The conscience will knock in
and there will be no memory in which it would leave you to flee.
You will have an old dog and it will settle down next to you.
You will rest during the day, taking a nap in a chair,
because at night you will be afraid staying only on you.
Shadows hit the shivering gammer.
The old dog will squeak sometimes,
but there will be silence in the room, all in order;
but someone will be missed from old times
to be there in that lonely silent corner.
Then you will toddle: and if you toddled enough
with your bad legs, you sit down. Above in a golden frame,
there’s your younger picture. You mutter to that stuff:
“I didn’t hug her because I didn’t love her name.”

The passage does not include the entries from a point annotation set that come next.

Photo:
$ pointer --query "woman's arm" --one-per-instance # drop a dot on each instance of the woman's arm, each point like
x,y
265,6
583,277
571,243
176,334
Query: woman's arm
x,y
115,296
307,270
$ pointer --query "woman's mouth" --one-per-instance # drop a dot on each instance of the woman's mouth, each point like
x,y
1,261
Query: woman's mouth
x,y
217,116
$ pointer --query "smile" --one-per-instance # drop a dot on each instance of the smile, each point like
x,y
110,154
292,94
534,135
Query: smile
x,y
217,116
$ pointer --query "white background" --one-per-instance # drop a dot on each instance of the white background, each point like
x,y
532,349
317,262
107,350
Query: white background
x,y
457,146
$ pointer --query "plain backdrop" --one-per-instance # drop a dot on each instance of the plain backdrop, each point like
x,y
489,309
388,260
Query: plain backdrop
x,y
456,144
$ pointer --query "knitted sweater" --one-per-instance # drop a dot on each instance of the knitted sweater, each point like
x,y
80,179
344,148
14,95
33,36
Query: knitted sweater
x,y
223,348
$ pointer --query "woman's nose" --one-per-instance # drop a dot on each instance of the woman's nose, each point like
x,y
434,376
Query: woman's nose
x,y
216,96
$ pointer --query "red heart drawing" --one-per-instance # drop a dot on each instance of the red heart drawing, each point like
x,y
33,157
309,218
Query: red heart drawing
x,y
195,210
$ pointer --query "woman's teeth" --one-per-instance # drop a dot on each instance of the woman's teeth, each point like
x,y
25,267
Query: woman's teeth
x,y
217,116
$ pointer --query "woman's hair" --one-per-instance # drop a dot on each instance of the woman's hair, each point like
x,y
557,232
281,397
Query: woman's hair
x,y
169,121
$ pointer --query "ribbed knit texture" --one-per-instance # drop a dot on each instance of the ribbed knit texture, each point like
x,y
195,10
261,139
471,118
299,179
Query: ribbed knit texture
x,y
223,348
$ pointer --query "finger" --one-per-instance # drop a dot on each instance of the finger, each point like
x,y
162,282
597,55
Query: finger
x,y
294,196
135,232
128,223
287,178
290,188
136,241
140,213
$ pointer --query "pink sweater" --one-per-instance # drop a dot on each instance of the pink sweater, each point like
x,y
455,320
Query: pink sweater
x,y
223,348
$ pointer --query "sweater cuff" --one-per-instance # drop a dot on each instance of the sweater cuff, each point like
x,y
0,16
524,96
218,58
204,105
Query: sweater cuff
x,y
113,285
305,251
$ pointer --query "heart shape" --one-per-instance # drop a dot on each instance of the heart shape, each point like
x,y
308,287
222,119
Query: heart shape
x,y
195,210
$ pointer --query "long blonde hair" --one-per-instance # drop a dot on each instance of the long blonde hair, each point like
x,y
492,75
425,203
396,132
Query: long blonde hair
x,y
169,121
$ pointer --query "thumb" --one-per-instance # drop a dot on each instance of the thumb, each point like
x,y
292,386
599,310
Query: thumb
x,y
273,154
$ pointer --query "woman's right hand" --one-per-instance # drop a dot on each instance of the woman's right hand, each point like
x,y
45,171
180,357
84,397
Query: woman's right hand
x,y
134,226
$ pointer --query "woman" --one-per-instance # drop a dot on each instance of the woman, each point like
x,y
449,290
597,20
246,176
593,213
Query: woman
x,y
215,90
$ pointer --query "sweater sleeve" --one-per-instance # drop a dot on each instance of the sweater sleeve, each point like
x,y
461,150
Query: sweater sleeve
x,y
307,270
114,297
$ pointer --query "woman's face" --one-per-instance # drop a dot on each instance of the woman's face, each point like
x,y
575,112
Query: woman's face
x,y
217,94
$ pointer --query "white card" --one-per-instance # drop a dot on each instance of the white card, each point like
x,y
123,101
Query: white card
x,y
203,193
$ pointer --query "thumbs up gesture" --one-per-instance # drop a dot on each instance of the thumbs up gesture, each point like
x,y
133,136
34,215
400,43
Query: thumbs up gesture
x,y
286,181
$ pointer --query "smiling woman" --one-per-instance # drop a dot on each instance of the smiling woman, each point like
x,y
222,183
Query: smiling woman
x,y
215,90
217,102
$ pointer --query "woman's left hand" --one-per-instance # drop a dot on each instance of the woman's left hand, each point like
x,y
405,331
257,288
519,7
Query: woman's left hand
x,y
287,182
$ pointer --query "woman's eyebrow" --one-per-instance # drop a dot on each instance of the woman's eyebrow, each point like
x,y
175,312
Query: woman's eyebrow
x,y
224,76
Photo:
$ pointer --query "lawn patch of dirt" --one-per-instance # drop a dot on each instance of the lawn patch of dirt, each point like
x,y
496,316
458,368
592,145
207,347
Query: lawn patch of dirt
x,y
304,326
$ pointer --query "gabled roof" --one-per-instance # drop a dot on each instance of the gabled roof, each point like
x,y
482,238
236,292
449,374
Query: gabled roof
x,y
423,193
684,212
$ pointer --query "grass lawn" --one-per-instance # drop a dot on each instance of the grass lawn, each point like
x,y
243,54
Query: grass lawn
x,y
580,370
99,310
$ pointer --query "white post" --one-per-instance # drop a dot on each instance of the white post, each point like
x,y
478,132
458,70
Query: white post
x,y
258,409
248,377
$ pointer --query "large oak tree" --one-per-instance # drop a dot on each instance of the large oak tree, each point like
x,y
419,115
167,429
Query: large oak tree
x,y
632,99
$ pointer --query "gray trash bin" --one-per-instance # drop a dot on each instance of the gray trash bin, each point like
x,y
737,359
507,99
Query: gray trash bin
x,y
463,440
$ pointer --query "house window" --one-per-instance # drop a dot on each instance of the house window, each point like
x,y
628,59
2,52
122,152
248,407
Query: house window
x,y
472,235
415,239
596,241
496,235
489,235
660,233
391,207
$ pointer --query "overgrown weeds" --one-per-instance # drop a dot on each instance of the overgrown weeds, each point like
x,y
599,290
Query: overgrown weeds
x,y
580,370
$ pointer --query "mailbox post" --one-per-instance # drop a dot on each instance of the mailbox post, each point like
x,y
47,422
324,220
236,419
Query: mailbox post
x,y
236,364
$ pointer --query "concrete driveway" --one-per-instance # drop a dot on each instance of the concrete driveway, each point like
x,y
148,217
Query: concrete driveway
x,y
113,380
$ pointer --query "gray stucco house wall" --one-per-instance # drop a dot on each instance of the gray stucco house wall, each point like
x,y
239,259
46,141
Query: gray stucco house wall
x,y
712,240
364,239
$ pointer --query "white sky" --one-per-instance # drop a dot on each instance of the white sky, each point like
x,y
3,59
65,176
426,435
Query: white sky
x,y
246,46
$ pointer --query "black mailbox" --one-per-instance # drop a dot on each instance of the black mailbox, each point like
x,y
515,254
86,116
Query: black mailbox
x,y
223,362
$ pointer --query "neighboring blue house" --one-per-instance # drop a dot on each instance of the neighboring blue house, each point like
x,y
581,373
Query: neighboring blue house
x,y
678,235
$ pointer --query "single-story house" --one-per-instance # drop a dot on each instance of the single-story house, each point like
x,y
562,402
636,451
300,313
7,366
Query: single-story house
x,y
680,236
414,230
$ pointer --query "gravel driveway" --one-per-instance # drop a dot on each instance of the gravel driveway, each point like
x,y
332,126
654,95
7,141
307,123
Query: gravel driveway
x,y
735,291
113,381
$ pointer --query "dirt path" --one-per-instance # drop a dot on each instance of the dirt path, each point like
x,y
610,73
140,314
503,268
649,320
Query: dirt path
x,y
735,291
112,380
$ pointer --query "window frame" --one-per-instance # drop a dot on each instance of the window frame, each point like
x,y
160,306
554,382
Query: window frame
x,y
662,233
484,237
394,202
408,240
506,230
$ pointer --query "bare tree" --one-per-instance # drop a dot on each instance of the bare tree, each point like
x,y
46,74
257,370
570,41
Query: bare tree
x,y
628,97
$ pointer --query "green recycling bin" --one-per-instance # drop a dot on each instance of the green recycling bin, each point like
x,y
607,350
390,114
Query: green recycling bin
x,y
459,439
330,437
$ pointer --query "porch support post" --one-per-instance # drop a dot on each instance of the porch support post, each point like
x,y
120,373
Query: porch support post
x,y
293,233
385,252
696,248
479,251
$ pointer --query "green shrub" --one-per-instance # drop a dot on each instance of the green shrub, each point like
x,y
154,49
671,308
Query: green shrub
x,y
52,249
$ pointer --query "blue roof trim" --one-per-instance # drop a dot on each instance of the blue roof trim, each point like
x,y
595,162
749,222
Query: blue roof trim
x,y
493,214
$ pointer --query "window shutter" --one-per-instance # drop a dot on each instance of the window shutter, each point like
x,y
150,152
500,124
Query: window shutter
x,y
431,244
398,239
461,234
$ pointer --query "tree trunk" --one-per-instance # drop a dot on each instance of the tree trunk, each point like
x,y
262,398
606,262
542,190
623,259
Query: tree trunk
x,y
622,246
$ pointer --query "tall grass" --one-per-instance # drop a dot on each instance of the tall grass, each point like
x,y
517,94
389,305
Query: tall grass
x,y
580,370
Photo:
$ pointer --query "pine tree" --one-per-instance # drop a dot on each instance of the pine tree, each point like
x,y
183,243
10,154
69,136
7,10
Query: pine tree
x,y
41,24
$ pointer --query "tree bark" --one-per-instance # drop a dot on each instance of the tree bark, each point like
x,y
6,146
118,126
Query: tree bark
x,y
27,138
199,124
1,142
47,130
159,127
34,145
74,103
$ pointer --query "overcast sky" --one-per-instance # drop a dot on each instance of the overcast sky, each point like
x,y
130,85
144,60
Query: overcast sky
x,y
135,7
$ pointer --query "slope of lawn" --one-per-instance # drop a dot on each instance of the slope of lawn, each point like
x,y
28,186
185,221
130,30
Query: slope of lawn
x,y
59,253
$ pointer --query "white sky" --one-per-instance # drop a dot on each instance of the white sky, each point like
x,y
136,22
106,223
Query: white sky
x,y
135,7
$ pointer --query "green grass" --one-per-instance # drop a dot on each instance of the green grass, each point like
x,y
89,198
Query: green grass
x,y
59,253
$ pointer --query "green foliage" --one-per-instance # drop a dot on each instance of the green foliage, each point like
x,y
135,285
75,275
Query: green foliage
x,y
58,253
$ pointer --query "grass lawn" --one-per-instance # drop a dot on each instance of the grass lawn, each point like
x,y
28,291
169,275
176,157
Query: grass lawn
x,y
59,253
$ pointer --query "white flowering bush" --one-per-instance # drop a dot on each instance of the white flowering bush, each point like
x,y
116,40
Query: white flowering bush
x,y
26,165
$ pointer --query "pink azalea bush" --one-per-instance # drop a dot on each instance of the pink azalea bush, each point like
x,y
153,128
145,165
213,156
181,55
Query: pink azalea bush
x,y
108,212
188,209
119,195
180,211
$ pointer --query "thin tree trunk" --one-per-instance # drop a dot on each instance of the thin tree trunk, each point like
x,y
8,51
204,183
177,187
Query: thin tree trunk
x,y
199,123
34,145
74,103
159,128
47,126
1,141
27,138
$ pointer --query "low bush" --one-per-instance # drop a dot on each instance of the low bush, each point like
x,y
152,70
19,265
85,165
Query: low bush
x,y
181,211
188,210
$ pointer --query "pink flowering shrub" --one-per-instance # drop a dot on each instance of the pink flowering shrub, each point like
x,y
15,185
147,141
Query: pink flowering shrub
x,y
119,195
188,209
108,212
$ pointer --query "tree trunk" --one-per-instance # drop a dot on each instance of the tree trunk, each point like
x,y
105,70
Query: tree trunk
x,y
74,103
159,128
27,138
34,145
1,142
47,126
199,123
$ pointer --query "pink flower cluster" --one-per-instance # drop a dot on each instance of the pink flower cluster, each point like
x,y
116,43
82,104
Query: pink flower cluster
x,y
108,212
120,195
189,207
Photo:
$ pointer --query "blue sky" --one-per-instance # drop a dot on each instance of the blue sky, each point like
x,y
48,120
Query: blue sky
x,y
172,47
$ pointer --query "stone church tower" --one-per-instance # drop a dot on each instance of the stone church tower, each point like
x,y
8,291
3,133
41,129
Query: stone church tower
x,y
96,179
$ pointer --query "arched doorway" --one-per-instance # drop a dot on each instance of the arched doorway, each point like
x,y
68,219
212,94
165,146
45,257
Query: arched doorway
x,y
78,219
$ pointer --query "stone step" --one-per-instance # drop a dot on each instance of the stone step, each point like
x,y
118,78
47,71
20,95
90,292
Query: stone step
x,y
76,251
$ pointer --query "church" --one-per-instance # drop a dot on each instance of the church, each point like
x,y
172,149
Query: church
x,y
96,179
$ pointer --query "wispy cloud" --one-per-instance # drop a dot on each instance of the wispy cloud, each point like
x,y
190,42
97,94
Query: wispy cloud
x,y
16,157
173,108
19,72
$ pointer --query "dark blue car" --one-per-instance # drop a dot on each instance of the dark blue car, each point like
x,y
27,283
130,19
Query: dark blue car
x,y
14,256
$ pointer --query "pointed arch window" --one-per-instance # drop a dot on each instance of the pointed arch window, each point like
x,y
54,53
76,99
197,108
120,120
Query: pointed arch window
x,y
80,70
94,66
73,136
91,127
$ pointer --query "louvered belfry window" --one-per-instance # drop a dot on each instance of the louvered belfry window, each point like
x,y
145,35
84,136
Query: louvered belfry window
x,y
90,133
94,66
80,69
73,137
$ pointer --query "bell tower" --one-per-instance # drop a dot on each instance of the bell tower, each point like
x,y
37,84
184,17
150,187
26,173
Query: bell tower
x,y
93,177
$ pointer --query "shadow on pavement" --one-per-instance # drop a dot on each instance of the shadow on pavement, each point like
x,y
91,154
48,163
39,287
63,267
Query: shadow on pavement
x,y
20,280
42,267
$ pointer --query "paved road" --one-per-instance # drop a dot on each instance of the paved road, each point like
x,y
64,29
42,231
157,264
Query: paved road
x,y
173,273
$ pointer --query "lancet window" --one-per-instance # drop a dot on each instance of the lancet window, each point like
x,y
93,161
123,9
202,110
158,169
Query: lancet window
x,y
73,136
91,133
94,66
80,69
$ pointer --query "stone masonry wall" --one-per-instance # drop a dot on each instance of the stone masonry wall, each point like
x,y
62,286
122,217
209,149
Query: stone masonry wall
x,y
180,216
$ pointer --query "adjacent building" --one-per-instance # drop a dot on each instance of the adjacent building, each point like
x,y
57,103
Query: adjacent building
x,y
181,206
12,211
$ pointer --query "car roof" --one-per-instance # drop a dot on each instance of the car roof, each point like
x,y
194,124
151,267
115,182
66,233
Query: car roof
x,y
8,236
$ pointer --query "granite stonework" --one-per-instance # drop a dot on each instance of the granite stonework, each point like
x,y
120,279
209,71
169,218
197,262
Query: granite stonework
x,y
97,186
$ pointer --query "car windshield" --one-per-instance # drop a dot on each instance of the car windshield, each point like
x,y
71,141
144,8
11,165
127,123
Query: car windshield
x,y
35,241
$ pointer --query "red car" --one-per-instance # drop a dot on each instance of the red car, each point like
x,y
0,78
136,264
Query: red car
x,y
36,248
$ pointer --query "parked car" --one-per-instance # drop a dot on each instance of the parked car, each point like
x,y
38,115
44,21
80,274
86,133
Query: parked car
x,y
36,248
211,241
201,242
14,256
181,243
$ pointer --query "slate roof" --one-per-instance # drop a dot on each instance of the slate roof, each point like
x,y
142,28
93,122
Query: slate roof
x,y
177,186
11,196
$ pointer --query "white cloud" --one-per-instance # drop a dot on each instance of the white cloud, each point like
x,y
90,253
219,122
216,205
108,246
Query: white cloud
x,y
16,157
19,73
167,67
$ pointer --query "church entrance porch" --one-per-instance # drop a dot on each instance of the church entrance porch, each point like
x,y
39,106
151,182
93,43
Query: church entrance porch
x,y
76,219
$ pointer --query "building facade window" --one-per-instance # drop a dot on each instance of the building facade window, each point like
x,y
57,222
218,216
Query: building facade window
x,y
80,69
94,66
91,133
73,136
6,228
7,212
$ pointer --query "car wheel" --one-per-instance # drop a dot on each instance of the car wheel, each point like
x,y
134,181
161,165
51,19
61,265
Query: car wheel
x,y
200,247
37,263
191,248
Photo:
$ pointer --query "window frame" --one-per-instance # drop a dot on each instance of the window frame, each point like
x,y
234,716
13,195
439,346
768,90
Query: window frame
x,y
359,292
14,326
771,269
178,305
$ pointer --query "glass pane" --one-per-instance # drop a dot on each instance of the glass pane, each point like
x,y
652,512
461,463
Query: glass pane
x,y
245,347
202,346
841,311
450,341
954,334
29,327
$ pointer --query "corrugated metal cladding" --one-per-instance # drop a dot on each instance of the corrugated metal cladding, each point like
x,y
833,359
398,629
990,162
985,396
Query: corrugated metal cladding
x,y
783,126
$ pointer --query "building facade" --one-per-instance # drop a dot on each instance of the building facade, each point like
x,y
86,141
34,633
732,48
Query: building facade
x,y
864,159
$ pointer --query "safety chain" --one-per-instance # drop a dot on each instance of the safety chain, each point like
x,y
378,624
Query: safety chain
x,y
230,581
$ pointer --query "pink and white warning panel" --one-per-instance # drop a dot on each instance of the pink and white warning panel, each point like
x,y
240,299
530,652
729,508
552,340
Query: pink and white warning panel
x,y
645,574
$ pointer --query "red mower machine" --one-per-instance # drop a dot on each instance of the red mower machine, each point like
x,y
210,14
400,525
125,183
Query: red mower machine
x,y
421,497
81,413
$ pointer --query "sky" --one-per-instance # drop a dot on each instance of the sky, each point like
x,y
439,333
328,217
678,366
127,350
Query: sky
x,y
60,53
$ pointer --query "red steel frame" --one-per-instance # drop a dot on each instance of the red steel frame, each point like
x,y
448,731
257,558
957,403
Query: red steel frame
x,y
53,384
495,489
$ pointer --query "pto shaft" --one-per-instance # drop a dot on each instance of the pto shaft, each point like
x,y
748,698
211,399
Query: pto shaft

“What could I have done?” – you ask
but your toothless mouth can no longer respond;
and you close your eyes by the sun’s cast,
you can’t wait it to be mooned.
Because if you fall asleep, the bed will bounce,
like a young horse to take off the harness.
And fear is wondering, not romance,
in your head: to love, not to love, nevertheless.
You decide in yourself. I’m in pain
that I can’t answer if you ask: is he alive.
Because in me there’s an exhausted pain,
falling asleep as a child, and with that I will also dive.
Translated from the Hungarian poem of Attila József, “Majd megöregszel” (1936).